I guess I don't really have to explain what JobQueue does, as the name basically says it all: Using this, you can queue jobs that need to be performed. I usually use cronjobs for this, but that is especially useful for jobs that you know will need to be done. If you want to dynamically queue jobs, it's getting more complicated: You'll then have to have a cronjob that looks into a custom built queue (probably a database) to run certain tasks. Nice, but can be annoying, mostly because the whole queue and execution logic needs to be developed by you yourself.
In the case of Zend Platform's JobQueue, all this is taken care of by Zend Platform. It even provides some nice classes to connect to the queue and add jobs to it, or even manage jobs. For a project I'm currently working on at work, we use this technology, and even though I've just been working with this for a very short while, I'm very impressed at the ease of use of this.

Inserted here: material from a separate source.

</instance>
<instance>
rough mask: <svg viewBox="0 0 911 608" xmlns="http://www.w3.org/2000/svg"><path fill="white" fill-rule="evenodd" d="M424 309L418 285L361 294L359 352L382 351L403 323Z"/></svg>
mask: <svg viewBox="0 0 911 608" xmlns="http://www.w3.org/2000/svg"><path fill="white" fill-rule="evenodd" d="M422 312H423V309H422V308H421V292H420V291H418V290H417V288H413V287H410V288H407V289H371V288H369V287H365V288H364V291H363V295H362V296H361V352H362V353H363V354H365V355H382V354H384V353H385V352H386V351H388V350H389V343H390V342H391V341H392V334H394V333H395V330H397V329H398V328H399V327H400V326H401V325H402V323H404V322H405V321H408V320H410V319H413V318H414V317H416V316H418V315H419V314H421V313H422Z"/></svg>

So why is it useful? Well, as I already mentioned, aside from simply planning recurring jobs at specific times, you can aso dynamically add jobs to the queue. This is especially useful if you need to do resource-intensive or time-consuming processing that you don't want the user to wait for. You simply add the job of processing to the queue, and the user page can load with an acceptable speed. The job will do the processing (you define the script which does the processing). You need of course to take into account that depending on the length of the queue or the load on the server, processing can take a while, and not depend on the result of the processing in any scripts without ensuring that things can also work without the result.
The JobQueue is not a key selling point for the platform, but if you have Zend Platform available, then it's well worth your time looking at using it if you need something like this.